In vain I have struggled.
Horror. Utter horror. If the world was as it should be, exes would disappear once the relationship ended. Instead, they continue to haunt. One becomes anxious just going to the grocery store for the fear of bumping into an "Undesirable". While some have exes who simply lurk around the edges of their lives, mine seek me out.
I was nervous when I left Provo for Christmas break that my path would cross at least once {if not several times} with one {or more} of my past amours. Since Mr. Cowboy and his little wife {ugh} live in the same area as my parents, a run-in was almost inevitable. I was on my toes at church to make a quick exit if I needed to, and I strategically planned and timed my trips to the store. But I imagined myself safe when I was in the confines of my own home. Foolhardy.
On Christmas Eve, Mr. Cowboy came to my house. Blatant. Harsh. Confusing. My sister rushed to the bathroom where I was getting ready and warned me that Mr. Cowboy was at the door. As he was welcomed into my home as a long lost friend by the entire family, I remained locked in my bedroom pretending to be non-existent and covering my ears with my hands to block out the sound of his voice and laughter. Unbearable. I waited an hour while my family chatted with him, praying that he would leave. Towards the end of the hour, Mr. Cowboy sent my sister to fetch me from my prison. I refused to show my face and my dear sister {whom I owe so much} was left with the task of informing Mr. Cowboy, who left without his characteristic smile on his face.

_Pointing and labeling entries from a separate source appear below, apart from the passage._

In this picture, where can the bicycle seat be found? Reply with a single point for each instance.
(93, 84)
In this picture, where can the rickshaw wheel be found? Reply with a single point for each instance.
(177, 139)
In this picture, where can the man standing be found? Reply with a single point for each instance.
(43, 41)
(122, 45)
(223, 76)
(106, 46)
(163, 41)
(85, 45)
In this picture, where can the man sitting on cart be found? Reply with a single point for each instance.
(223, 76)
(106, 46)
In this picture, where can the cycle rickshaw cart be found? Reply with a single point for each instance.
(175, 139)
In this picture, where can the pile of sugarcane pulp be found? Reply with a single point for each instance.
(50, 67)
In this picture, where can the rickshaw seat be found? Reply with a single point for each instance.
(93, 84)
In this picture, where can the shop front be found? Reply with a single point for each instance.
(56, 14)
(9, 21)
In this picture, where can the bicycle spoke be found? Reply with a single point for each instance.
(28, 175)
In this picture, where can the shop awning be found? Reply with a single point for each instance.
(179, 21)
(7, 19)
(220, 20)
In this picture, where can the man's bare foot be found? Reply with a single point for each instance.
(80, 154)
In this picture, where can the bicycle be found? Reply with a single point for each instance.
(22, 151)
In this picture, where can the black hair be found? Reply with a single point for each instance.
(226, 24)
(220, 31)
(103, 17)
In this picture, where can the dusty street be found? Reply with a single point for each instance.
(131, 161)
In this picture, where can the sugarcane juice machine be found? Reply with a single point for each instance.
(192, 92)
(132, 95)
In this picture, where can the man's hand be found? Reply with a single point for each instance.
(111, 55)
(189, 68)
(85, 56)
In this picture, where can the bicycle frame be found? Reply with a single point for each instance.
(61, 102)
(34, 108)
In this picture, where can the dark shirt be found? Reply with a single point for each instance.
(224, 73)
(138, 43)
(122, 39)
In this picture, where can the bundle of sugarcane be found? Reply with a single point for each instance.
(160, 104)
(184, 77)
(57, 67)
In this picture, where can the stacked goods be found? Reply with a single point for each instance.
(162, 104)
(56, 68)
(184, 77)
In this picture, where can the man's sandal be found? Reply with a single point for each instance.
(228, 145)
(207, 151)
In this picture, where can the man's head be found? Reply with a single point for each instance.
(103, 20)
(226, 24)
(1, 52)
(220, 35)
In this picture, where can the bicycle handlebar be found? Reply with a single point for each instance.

Why did he come? Surely he realizes that friendship between us is impossible. Why would he seek me out?
I'm ashamed to admit that this one still hurts. Surprisingly, much more than the Dex situation {who was also just recently married}. I imagined that in my joy of being free from all these expectations and circumstances that I would be sincerely joyous, but some days I am not. Even though I understand deep down that I do not want to be married to any of these gentlemen, it is insufferable to be the one not chosen. The anti-heroine.
Con Amor,
The Lady
4 comments:
How obnoxious of him. Upon his engagement you informed him you wanted nothing to do with him ever again. For him to show up at your house seems almost... manipulative.
That stinks that your family seems to be such great friends with your exes! I would hate that. Luckily my family has yet to like anyone I have dated. Hope the rest of your break goes will without further incidents or run-ins.
What was he thinking!?! There is no proper reason for him to come over to an ex- girlfriend's house. Even if he was or is on great terms with your family, and to do so without his wife is scandalous. His insensitivity to make it even more awkward by "sending" for you further calls him out as a cad.
If he ever pulls a stunt like that again or if you run into him or them, inform him to do you the courtesy of not intruding on your privacy as you are cultivating other friendships.
Mr. Bennettìj
I have a hard time with this. On the one hand, where was his wife? I can see him dropping by to say hi to your family if he is a family friend, but it was obvious by your hiding that you didn't want to see him. Why on earth would he send for you?!! On the other hand, I'm a little surprised by and maybe disappointed in your behavior. Maybe your post didn't do the situation justice, but you are a (THE) Lady, and I think hiding out in your bedroom is a little beneath you (high school behavior, maybe). You are brilliant and he knows it. You ARE the heroine--the one who didn't give in to settling for less than you deserve. Let your light shine! Don't you for a second feel that anyone can or should make you feel like hiding away in your own home. Anonymous #1 made a good point. He was being manipulative. Maybe he was smug in his (perhaps feigned) happiness, but you are above that. Unfortunately, you gave in to his manipulation. Lady, I don't blame your reaction one bit. I doubt I could've or would've done any better. I guess what I'm after is that you know that you should not be controlled nor your hand forced by anyone, much less an unwanted and unwelcome guest.